As Dame Alexis recently tweeted, routine is up there with home, clothes, food, and Baroque music as one of the fundamentals of human existence, at least for old people like us, and her comment makes a nice intro for a post about my daily schedule.
I’ve long adored lists. To-do lists, goal lists, shopping lists, any kind of list that turns my future week or year into neatly bulleted sense. Since iOS5 arrived, I’ve taken to using Reminders, iClouded over to my iCal, to keep track of everything from my current workout stats to my daily schedule. My need for a well-organized schedule comes from working at home, where I have no boss, and no one keeping tabs, and the temptation to laze is ever a danger. This blog itself is part of my plan to stay on track…a gesture of accountability, a public check-in to prove to myself, at least, that my day hasn’t yet fallen apart.
Because my current situation is as follows. I was a stay-at-home Dad with our son. That was great. I didn’t miss commuting to an office, I got loads of quality time with the boy, and I was able to find freelance copywriting jobs for several years. Whenever I had free time, though, I wrote novels. I hoped to have one published by the time our son went to kindergarten, because once he was going to school full-time, I’d need an accuse to stay home even if the freelance work wasn’t flowing like it used to. Sad to say, he started second grade and I was still home writing novels, still unpublished, and the freelance work had mostly dried up. But I was getting close, so very close, to getting one of my novels published that it seemed crazy to quit now (I said this, in fact, three years ago), and so I had to treat novel-writing like a real M-F job. A job with no boss, and no real accountability, and the constant option of pretending I’d spent my day toiling on a book when nobody, really, was keeping tabs and I might have spent the day napping or futzing around.
It all came down to self-discipline.

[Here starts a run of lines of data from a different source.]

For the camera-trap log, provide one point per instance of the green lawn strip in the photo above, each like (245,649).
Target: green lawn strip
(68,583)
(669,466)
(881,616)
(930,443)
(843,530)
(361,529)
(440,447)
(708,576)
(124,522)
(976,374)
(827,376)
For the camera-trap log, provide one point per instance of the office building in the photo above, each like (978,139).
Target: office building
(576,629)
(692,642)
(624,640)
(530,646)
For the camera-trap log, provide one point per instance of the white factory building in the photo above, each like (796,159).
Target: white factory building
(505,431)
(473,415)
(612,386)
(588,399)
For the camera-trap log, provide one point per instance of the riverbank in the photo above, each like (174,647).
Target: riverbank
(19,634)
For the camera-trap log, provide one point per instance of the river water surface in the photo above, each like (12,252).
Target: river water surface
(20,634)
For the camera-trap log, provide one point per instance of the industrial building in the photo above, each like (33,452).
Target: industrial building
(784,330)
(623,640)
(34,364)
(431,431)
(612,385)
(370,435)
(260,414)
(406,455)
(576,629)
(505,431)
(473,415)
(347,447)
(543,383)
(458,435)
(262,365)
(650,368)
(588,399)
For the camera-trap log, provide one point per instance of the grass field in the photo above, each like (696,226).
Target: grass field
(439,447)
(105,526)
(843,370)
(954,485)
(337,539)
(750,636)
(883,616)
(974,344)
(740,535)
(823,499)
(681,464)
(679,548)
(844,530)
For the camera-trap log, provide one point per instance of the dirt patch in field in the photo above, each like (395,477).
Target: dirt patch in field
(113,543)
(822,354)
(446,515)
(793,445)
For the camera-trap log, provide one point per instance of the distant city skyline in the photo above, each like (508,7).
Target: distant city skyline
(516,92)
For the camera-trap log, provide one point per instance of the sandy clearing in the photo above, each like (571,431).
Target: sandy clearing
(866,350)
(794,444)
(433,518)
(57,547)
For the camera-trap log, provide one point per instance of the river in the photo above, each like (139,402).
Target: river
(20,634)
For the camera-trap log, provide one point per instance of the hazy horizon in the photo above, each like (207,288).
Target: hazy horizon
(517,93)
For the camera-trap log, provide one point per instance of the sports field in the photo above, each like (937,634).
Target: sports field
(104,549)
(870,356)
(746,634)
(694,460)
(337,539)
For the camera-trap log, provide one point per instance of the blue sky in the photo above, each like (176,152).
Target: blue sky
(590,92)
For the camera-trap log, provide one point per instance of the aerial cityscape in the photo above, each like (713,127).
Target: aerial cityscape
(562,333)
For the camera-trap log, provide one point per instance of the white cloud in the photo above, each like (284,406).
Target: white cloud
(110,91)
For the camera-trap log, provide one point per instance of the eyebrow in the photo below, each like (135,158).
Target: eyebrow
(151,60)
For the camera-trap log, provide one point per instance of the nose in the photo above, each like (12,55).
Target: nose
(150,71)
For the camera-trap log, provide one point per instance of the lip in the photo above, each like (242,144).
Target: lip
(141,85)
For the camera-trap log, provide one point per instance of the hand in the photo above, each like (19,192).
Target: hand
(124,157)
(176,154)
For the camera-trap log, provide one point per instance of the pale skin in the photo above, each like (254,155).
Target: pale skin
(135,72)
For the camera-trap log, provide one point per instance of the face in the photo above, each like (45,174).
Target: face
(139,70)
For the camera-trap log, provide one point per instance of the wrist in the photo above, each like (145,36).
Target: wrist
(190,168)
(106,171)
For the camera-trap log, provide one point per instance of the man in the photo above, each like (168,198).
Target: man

It all came down to lists, and plans, and a level of anal-retentiveness that flies in the face of cliches about writers, who are supposed to be sloppy and freewheeling and not at all scrupulous about Office-Grade Discipline. That cliche, I believe, is total garbage, and I more than suspect that most successful writers, even fiction writers, are as disciplined and unsexy in their work ethic as any successful businessperson. It’s a job, not a hobby, and even when it’s loose and fun it takes willpower to sit, every day, and get it done. I learned all this by slacking off during my 20s, a decade in which I accomplished nothing in my quest to become a published novelist. By the time I hit 30, I was all about SCHEDULES.
So here’s my current M-F schedule. Weekends are unscheduled, since even us writers need a break from our Weirdly Tiring Work of Making Stuff Up.
5:30am – Wake, eat breakfast, drink coffee
6-7am – Weight lifting at local gym
7-815am – Eat again, hang with son before school
9-10am – Web (blog, email, Facebook, surfing)
10am-12pm – Work on current novel
12-1pm – Read, lunch
1-3pm – Work on current novel
3-6pm – Hang with son after school
6pm – Dinner with family
7-10pm – Read, futz, TV
10pm – Bed
That’s four hours of writing a day, for a total of 20 hours a week, which sounds kind of pitiful compared to a 40-hour office job. But it’s all I can sanely manage without ignoring my family or forgoing some relaxation at night, neither of which I’m inclined to do. I can get an awful lot done in those 4 daily hours, though. When I’m actually writing instead of plotting or revising, I can write 1,000 words a day pretty consistently. That’s about 3 pages in a regular printed book, so I can finish a solid 300-400 page draft in half-a-year. It’s a pace that I can live with, and one I enjoy. The day itself feels nicely rounded, with exercise and reading and social interaction, and whenever I manage to stick with this schedule, I feel satisfied at night, even if the work itself didn’t go as well as I had hoped.